MDS Journaling

CephFS Metadata Pool

CephFS uses a separate (metadata) pool for managing file metadata (inodes and dentries) in a Ceph File System. The metadata pool has all the information about files in a Ceph File System including the File System hierarchy. Additionally, CephFS maintains meta information related to other entities in a file system such as file system journals, open file table, session map, etc.

This document describes how Ceph Metadata Servers use and rely on journaling.

CephFS MDS Journaling

CephFS metadata servers stream a journal of metadata events into RADOS in the metadata pool prior to executing a file system operation. Active MDS daemon(s) manage metadata for files and directories in CephFS.

CephFS uses journaling for couple of reasons:

  1. Consistency: On an MDS failover, the journal events can be replayed to reach a consistent file system state. Also, metadata operations that require multiple updates to the backing store need to be journaled for crash consistency (along with other consistency mechanisms such as locking, etc..).

  2. Performance: Journal updates are (mostly) sequential, hence updates to journals are fast. Furthermore, updates can be batched into single write, thereby saving disk seek time involved in updates to different parts of a file. Having a large journal also helps a standby MDS to warm its cache which helps indirectly during MDS failover.

Each active metadata server maintains its own journal in the metadata pool. Journals are striped over multiple objects. Journal entries which are not required (deemed as old) are trimmed by the metadata server.

Journal Events

Apart from journaling file system metadata updates, CephFS journals various other events such as client session info and directory import/export state to name a few. These events are used by the metadata sever to reestablish correct state as required, e.g., Ceph MDS tries to reconnect clients on restart when journal events get replayed and a specific event type in the journal specifies that a client entity type has a session with the MDS before it was restarted.

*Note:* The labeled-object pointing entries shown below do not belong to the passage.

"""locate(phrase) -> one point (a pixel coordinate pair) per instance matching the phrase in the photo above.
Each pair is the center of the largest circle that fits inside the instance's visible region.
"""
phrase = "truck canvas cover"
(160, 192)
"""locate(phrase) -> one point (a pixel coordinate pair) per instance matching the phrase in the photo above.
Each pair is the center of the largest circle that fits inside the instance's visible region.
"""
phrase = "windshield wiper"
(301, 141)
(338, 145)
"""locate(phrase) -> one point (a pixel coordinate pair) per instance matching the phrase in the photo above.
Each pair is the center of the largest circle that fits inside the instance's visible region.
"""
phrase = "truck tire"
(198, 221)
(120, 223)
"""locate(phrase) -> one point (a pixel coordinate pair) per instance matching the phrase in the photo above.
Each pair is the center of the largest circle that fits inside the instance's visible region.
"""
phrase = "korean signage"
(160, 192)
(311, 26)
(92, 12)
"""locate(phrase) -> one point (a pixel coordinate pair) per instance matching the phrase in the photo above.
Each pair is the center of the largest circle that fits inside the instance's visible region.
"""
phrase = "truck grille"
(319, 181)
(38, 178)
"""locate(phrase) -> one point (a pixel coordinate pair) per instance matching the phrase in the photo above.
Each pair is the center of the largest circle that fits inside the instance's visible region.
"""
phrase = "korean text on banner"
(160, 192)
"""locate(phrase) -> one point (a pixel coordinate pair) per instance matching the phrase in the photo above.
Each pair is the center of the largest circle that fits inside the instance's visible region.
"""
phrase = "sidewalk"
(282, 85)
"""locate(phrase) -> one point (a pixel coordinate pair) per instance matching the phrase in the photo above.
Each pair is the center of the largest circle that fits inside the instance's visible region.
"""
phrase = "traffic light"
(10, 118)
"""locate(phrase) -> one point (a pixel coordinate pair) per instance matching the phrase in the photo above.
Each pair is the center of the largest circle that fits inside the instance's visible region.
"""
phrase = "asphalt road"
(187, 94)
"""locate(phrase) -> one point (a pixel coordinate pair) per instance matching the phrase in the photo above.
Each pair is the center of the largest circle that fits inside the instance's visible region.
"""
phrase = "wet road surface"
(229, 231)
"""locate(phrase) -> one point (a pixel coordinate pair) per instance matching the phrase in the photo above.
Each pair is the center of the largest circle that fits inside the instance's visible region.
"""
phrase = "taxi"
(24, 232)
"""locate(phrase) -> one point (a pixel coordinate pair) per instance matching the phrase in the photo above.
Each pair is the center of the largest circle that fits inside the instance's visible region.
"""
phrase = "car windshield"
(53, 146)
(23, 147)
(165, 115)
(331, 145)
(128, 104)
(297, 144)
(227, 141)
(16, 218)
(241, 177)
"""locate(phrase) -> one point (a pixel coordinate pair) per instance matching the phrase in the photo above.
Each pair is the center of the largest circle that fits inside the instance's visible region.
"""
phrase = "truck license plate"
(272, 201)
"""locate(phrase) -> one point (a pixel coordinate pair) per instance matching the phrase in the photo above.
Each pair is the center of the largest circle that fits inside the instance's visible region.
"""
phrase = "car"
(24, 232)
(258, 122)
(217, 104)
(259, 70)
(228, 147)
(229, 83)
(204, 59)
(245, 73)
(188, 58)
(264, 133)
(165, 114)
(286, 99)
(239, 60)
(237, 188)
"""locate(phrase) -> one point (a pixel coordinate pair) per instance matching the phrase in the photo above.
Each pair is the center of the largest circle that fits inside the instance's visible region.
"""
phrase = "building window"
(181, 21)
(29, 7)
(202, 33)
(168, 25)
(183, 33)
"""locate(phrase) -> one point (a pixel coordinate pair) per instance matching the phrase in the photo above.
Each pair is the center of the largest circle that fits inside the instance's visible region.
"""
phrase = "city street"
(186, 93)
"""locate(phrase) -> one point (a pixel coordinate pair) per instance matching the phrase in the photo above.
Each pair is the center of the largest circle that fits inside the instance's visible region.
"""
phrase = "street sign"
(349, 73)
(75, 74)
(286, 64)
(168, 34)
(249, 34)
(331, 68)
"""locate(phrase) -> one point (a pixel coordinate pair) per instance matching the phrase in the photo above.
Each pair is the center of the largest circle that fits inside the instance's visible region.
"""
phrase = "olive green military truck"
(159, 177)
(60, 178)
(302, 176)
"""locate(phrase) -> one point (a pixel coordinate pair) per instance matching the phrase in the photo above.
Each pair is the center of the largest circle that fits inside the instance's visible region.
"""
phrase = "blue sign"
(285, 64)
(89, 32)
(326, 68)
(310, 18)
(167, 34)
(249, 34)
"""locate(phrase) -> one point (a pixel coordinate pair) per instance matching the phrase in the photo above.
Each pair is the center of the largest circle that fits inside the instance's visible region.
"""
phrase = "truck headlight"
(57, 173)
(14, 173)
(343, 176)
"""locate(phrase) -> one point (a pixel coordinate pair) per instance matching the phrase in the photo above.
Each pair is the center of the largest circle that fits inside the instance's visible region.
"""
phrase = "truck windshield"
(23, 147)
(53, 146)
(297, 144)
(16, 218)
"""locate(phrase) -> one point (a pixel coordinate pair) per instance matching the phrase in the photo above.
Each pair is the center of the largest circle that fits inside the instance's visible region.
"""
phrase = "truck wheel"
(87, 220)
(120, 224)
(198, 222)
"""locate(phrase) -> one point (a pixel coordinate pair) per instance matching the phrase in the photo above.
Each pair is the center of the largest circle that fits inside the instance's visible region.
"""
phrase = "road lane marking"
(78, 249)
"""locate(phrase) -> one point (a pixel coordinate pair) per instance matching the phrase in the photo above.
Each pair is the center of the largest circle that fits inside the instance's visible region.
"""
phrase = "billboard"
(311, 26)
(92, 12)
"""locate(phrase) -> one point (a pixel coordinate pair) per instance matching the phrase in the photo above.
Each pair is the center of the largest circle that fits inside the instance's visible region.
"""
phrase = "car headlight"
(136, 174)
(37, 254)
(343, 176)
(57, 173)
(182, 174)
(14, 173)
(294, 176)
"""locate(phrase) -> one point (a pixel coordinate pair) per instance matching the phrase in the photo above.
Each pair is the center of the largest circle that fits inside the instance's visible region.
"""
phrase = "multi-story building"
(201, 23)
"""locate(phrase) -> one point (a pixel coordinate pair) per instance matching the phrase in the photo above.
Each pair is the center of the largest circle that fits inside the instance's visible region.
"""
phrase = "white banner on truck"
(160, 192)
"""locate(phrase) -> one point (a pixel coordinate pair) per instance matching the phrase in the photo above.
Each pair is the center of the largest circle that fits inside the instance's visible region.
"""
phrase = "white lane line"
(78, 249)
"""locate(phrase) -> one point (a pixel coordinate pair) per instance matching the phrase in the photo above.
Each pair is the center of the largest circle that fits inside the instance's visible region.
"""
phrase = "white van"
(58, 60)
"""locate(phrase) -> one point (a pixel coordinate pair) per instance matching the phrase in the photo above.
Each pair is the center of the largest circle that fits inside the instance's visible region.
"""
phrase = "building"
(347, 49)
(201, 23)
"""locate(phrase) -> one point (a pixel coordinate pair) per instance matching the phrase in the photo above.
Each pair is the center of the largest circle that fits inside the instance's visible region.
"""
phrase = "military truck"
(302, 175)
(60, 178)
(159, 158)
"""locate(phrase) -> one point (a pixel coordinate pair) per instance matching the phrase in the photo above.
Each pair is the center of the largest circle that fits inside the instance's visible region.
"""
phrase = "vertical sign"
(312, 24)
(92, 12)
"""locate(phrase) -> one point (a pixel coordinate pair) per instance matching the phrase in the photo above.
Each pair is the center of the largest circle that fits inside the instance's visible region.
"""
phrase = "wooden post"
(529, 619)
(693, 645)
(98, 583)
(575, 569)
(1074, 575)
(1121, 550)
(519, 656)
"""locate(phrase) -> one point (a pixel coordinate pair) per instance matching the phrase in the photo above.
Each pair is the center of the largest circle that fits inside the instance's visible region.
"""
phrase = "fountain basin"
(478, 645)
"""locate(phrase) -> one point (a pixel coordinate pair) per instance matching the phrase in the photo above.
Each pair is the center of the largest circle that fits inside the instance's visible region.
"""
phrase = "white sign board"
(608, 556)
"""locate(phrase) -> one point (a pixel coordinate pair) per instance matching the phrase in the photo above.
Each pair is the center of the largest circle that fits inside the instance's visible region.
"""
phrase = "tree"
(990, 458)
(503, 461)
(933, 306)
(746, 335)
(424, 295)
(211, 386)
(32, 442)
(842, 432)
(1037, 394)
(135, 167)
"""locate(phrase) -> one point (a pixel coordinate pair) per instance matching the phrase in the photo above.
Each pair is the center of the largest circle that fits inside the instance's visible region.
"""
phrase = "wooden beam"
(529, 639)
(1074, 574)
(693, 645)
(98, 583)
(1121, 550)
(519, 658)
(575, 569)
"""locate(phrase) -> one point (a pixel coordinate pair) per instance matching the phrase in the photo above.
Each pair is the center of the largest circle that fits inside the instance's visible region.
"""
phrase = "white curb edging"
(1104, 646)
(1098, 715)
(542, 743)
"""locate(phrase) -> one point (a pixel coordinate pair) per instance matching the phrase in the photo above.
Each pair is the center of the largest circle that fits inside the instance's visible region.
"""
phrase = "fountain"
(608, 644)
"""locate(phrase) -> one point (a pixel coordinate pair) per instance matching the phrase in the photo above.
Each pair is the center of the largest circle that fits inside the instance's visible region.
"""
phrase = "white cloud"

To examine the list of such events recorded in the journal, CephFS provides a command line utility cephfs-journal-tool which can be used as follows:

cephfs-journal-tool --rank=<fs>:<rank> event get list

cephfs-journal-tool is also used to discover and repair a damaged Ceph File System. (See cephfs-journal-tool for more details)

Journal Event Types

Following are various event types that are journaled by the MDS.

  1. EVENT_COMMITTED: Mark a request (id) as committed.

  2. EVENT_EXPORT: Maps directories to an MDS rank.

  3. EVENT_FRAGMENT: Tracks various stages of directory fragmentation (split/merge).

  4. EVENT_IMPORTSTART: Logged when an MDS rank starts importing directory fragments.

  5. EVENT_IMPORTFINISH: Logged when an MDS rank finishes importing directory fragments.

  6. EVENT_NOOP: No operation event type for skipping over a journal region.

  7. EVENT_OPEN: Tracks which inodes have open file handles.

  8. EVENT_RESETJOURNAL: Used to mark a journal as reset post truncation.

  9. EVENT_SESSION: Tracks open client sessions.

  10. EVENT_SLAVEUPDATE: Logs various stages of an operation that has been forwarded to a (slave) mds.

  11. EVENT_SUBTREEMAP: Map of directory inodes to directory contents (subtree partition).

  12. EVENT_TABLECLIENT: Log transition states of MDSs view of client tables (snap/anchor).

  13. EVENT_TABLESERVER: Log transition states of MDSs view of server tables (snap/anchor).

  14. EVENT_UPDATE: Log file operations on an inode.